You and your smartphone are probably on close terms, but that’s nothing compared to iBoy, the new movie starring Bill Milner and Maisie Williams, which is currently on Netflix. Based on the young adult novel by Kevin Brooks, it tells the tale of Tom (Milner), a London schoolboy who is shot after he finds attackers sexually assaulting his friend Lucy (Williams). Pieces of a shattered iPhone – no shit – get lodged in his brain and give him a sort-of Apple upgrade, allowing him to intercept messages and phone calls. We chatted to Bill about iBoy, superheroes and, of course, the legend that is Maisie Williams.
So, the concept for iBoy is fairly out there…
There are some quite crazy and ridiculous elements to the story, but then it is grounded in reality. I think that’s what the audience will like; they might see their own stories. What I love about it isn’t necessary the sci-fi, it’s the characters and how they relate.
iBoy is aimed at teenagers, and there’s a violent shooting in the first 10 minutes. Do you think a younger audience might find that scene troubling?
I read some reviews of the book and there were quite a few parents saying, “If I knew that this book dealt with drugs, rape and gang culture, I wouldn’t have bought it for my 16-year-old child”. But a lot of them said, “I’m very glad I did, because I was able to have this conversation with my son or daughter”. I think that’s important. These are topics that we need to talk about. So maybe it is a bit dark and graphic, but actually it is about reality, despite the fact we’re looking at it through the eyes of a boy with superpowers.
Bill, do you reckon the world really needs another superhero film?

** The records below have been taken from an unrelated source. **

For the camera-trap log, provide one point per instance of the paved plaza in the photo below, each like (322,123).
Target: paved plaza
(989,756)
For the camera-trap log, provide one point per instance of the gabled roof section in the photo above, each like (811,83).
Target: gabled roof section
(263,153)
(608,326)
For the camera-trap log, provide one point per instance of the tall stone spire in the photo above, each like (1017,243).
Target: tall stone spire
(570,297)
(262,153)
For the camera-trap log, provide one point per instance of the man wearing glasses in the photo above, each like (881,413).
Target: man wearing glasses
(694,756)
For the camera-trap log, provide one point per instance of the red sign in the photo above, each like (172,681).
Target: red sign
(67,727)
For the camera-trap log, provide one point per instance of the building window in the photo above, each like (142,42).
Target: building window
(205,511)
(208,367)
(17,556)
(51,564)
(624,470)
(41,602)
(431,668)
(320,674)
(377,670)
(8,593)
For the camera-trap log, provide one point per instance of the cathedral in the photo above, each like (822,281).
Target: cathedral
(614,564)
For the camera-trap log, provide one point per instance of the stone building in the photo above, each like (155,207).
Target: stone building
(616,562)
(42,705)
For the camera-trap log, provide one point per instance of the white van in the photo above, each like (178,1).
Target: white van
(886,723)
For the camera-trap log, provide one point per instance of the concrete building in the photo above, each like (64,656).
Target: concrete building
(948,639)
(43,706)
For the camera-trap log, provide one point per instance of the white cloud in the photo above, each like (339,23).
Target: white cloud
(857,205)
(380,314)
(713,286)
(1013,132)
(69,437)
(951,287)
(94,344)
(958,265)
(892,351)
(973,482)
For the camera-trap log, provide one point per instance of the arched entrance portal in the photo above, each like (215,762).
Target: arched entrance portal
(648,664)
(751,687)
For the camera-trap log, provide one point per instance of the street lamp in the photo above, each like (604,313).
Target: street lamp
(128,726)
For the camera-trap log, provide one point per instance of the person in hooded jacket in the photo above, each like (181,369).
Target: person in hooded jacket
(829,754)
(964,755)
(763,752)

Well, there aren’t many British superhero movies. iBoy is kind of a British Spiderman: Tom is a normal teenager who goes to high school, and it’s only because of some freak and somewhat unbelievable accident that he gains these powers.
We heard you were involved with writing the script…
Yeah, [director Adam Randall] was really interested in the cast’s opinions. He wanted younger voices in there. It felt really special for someone to sit down with us and ask what we wanted. Maisie spoke a lot about our approach to the sexual assault scene – if we wanted to make the film in a real and gritty way, we needed to use the word “rape”, rather than step around it. There were a few drafts of the script that said “attack”, which does a disservice to people that have been through that. It’s something people should be able to talk about openly, and not be ashamed.
Maisie Williams is, notoriously, cool as fuck. Was she a right laugh during filming?
She’s one of my best mates now! I was staying with my brother in Hackney and she was in an Airbnb round the corner. Living and filming in Hackney was so fun – there are great pubs everywhere. Maisie got recognised quite a lot when we went out, but she just takes it in her stride.
Do you see iBoy as a Black Mirror-style comment on our relationship with technology, or as more of a straight-up sci-fi thriller?
People have compared it to Black Mirror, but they’re cautionary tales, whereas our film embraces technology and sees it in a positive light. If there’s a cautionary tale in iBoy, it’s that if you have power, you have to go after what you want, but you shouldn’t jeopardise your friendships.